Hume, maddî evrenin, her şeyin açıklamasını, Allah’a ihtiyaç duyulmaksızın, bize sunmasının mümkün olabileceğini söyleyerek agnostik yaklaşımını savunmuştu. Hume’dan aldığı ilhamla agnostik yaklaşımını geliştiren Kant ise evrenin başlangıcı olduğu ve olmadığına dair tez ile antitezin ikisinin de doğrulanamayacağı ve yanlışlanamayacağını; bu yüzden rasyonel bir kozmoloji kurmanın mümkün olmadığını söyledi.

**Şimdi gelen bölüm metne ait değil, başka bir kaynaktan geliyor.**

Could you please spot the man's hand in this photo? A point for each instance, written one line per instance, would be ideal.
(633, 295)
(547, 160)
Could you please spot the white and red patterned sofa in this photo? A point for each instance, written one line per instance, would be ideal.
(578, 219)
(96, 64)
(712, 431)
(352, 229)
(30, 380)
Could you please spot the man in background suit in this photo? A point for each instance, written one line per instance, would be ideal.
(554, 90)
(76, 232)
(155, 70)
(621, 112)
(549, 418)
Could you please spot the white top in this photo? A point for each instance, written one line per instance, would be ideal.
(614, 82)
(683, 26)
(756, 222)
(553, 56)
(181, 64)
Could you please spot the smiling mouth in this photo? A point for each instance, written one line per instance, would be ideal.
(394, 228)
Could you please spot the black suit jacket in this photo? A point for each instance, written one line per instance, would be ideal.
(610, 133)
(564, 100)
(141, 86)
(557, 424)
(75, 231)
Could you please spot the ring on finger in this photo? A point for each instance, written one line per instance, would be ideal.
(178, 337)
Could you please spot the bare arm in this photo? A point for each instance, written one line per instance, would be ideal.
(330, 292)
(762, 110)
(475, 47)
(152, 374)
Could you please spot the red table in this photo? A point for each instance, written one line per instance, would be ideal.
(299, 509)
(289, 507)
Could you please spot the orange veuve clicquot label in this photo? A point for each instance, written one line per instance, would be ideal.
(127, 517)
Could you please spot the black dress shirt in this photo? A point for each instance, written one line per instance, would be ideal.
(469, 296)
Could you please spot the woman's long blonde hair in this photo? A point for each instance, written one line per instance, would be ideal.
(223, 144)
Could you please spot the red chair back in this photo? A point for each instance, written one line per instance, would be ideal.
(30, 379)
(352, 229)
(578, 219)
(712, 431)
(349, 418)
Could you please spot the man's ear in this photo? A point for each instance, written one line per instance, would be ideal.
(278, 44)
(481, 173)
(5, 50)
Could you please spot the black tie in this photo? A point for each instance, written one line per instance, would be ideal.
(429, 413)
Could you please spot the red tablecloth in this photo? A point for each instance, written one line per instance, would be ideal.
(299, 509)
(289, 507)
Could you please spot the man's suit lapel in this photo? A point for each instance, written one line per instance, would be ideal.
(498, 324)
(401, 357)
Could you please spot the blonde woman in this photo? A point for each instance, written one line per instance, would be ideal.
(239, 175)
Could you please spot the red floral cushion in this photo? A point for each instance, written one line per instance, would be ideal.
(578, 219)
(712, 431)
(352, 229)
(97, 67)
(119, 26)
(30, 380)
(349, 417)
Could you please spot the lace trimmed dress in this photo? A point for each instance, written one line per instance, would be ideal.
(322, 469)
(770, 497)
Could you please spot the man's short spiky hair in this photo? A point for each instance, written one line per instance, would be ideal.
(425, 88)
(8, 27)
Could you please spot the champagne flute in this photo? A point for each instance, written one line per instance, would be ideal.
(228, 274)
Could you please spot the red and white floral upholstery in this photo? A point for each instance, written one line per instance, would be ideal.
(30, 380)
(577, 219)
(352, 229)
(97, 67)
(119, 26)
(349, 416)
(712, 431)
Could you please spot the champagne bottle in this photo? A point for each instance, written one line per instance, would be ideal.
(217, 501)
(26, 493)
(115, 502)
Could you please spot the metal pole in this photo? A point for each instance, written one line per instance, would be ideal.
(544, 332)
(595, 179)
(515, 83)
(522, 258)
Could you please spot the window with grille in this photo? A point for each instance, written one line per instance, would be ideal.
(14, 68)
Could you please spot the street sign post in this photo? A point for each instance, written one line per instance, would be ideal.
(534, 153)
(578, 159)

Kant’ın bu görüşünü ifade eden birinci antinomisi (çatışkısı) olarak anılan tez ile antitez şöyledir:
Tez: Evrenin zamanda bir başlangıcı vardır ve uzayda sınırlıdır.
Antitez: Evrenin zamanda bir başlangıcı ve uzayda bir sınırı yoktur; evren, zamanda ve uzayda sonsuzdur.
Bu tip iddialara karşı, tarih boyunca kozmolojik delilin en güzel ifade ediliş biçimlerinden biri “imkân delili” olmuştur.İbn Sina ile beraber birçok İslam felsefecisinin kullandığı terminolojiden faydalanarak argümanımı şöyle sunabilirim:
1- Bir varlık ya zorunlu varlıktır, ya da mümkün varlıktır.
2- Her mümkün varlık zorunlu bir varlığa gereksinim duyar.
3- Sonradan var olan (maddî veya zihnin bir projeksiyonu olarak) varlık zorunlu varlık olamaz.
4- Ya Allah, ya da evren zorunlu varlıktır.
5- Evrenin bir başlangıcı vardır.
6- Demek ki (1, 3 ve 5’e göre) evren mümkün varlıktır.
7- Demek ki (4 ve 6’ya göre) Allah zorunlu varlıktır.
Bu “imkân delili”nde de kritik madde, daha önceki sayfalarda geçen “hudus delili”nde olduğu gibi, evrenin başlangıcı olduğunu söyleyen maddedir.Bu delile karşı Hume ve Kant’ın takipçisi agnostikler, pekâlâ evrenin de zorunlu varlık olabileceğini söyleyerek bilinemezci tavırlarını savunacaklardır; natüralist-materyalist bir anlayışı savunanlar ise evrenin zorunlu varlık olduğunu söyleyerek ateizmlerini temellendirmeye çalışacaklardır.Fakat artık bu delilin, evrenin bir başlangıcı olduğunu söyleyen kritik maddesi (burada 5.madde), sadece felsefî argümantasyonlarla—daha önce gösterildiği gibi—değil, bilimsel verilerle de desteklenmektedir.